Шутка у Павла Тарасова всего одна – занеся над женой наполненный пивом стакан, он делает вид, что проливает его ей на голову. Подобным образом он подшучивает над женой уже не первый год, но она все не смирится, никак не догадается: подшучивает над ней «Тес» Тарасов, не прольет он на нее пива, занесет и не прольет, он же не желает ей неприятностей, подшутить, да, а неприятности пусть ей доставляет сама жизнь за двойными дверьми их кооперативной квартиры.

Но однажды Тарасов пиво на нее все-таки вылил. Занес и вылил.

Тряся мокрыми волосами, Алена неодобрительно раскричалась – она грозится его убить.

Павел «Тес» Тарасов обиды на нее не держит, но понимать категорически отказывается.

– Когда я тебя только разыгрывал, – недоуменно сказал он, – ты на меня кричала и грозилась убить, а когда я тебя наконец-то ополоснул, ты снова за старое. «Убью тебя, гада!», орешь. И крики у тебя, как у неподготовленной роженицы. Тебе что, все равно, оболью я тебя или нет?

Оттолкнув протянутое полотенце, Алена Тарасова не прекратила кричать. И мало того, что кричит, еще и грозится убить – ни резонным вопросом ее не обуздаешь, ни зловонием брома не возьмешь.

– Ты не ответила. – сказал Тарасов. – Не ответила, но ответь. Неужели тебе все равно, разыгрывают тебя или…

– Убью тебя, гада! – прокричала его жена.

– Да ты подожди…

– Убью!

Тарасов уехал в Москву, так ее и не поняв. Седов к ней не приехал, излишне расстроившись из-за украденного чемодана. Алена одна.

Без счастья. Подурнев. Сидя, лежа – в Ельце.

Алена не предполагает, что река Сосна упоминается в ее подсознании, как сосредоточение святых слез редких прихожан Вознесенского собора; Седов предполагает все сандаловые выси, куда он не был допущен, но что же предполагал индейский вождь? Не обитающего в его краях китоглава, бейсбольных фанатов, милленаризм, супружеские драмкружки, дешифрование аэрофотоснимков, возбудителей столбняка; он хорошо разбирался в законах неизлечимой природы. Вождь «Мудрый Бубен», прозванный обиженными невниманием женщинами «Сытым Членом», не забыл, что его лучший охотник умирает в своем жилище.

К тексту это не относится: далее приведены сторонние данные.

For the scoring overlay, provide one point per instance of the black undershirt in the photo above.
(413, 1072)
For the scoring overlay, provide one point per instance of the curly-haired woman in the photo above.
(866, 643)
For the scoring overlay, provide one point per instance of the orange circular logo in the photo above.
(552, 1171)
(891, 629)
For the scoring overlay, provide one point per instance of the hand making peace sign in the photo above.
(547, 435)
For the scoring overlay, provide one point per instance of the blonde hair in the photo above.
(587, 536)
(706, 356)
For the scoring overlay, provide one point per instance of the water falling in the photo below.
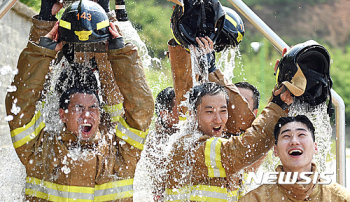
(226, 62)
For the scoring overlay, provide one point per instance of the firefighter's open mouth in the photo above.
(295, 152)
(217, 129)
(86, 127)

«Мудрый Бубен» догадывался о своей беспомощности перед лицом неумолимого рока. Он стоял спиной к заходящему солнцу и внимательно следил, не поднимется ли ветер. Полное безветрие стояло с самого утра, но едва уловимый ветер должен был подняться уже вскоре.

Знание вождя проистекало из веры в древнюю легенду, которая говорила о создании человека. О том, как бог сотворил человека из камня и, чтобы наполнить его жизнью, вернулся в свою обитель за бессмертным дыханием. Но пока бог отсутствовал, на его творение подул первый же из давно сотворенных богом ветров.

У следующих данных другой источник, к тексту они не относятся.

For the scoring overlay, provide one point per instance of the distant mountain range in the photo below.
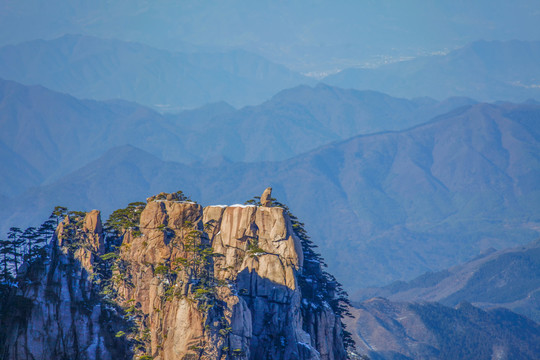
(102, 69)
(387, 330)
(507, 278)
(484, 70)
(384, 207)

От ветра человек обрел дыхание и принялся по возможности жить. С условием, что после смерти его дыхание всегда возвращается ветру; «Мудрый Бубен» терпеливо ждал хотя бы легкого дуновения – это бы означало, что его лучший охотник перешел в другое племя, бесчисленное племя неба, где каждый найдет себе применение и где самого тупого дегенерата научат обращаться с бессмертием: за четверть часа до полуночи Ветер поднялся.

Проведя ладонями по впалым щекам, «Мудрый Бубен» почтительно отвесил поклон – перед ним лежало никем не заполненное пространство, но вождь знал, кому он кланяется.

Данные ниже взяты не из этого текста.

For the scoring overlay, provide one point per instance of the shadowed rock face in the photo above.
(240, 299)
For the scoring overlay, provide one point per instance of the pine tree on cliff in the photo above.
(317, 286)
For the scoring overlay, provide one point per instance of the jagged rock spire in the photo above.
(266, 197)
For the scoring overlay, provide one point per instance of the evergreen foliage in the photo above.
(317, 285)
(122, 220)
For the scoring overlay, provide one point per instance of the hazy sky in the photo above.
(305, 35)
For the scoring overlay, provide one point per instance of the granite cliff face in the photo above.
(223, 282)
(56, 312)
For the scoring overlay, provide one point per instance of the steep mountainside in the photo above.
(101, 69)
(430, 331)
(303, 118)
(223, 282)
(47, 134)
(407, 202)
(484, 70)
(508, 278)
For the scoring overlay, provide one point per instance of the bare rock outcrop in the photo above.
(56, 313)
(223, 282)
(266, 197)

Не дерганому отражению в горящем окне; не костям и не собакам, не разбалансированному хранителю одной из своих вырванных с мясом бородавок, и никак не легендарному кантри-певцу Ленни Скаффу.

По денверскому радио передавали объективную передачу о трудностях в нескладных жизнях угрюмых обитателей индейских резерваций, и Ленни Скафф слушал продолжительное повествование, задыхаясь и слезливо поскуливая.

Ленни с тринадцати лет пассивный гомосексуалист, вдобавок Ленни в депрессии; взбунтовавшись против бытовых удобств и слащавого окружения, он заставил своих менеджеров устроить его выступление в одной из этих, не славящих популярного бога, точек когда-то полностью принадлежащей краснокожим братьям земли под разочаровывающим Ленни Скаффа названием Америка.

Окружение выполнило его требование.

Сложило в баулы джинсы, шляпы, рубашки, все черное; Ленни Скаффу совершенно безразлично в каком штате они организовали его концерт – прижавшись к родному банджо, он мерно прорыдал всю дорогу до сцены.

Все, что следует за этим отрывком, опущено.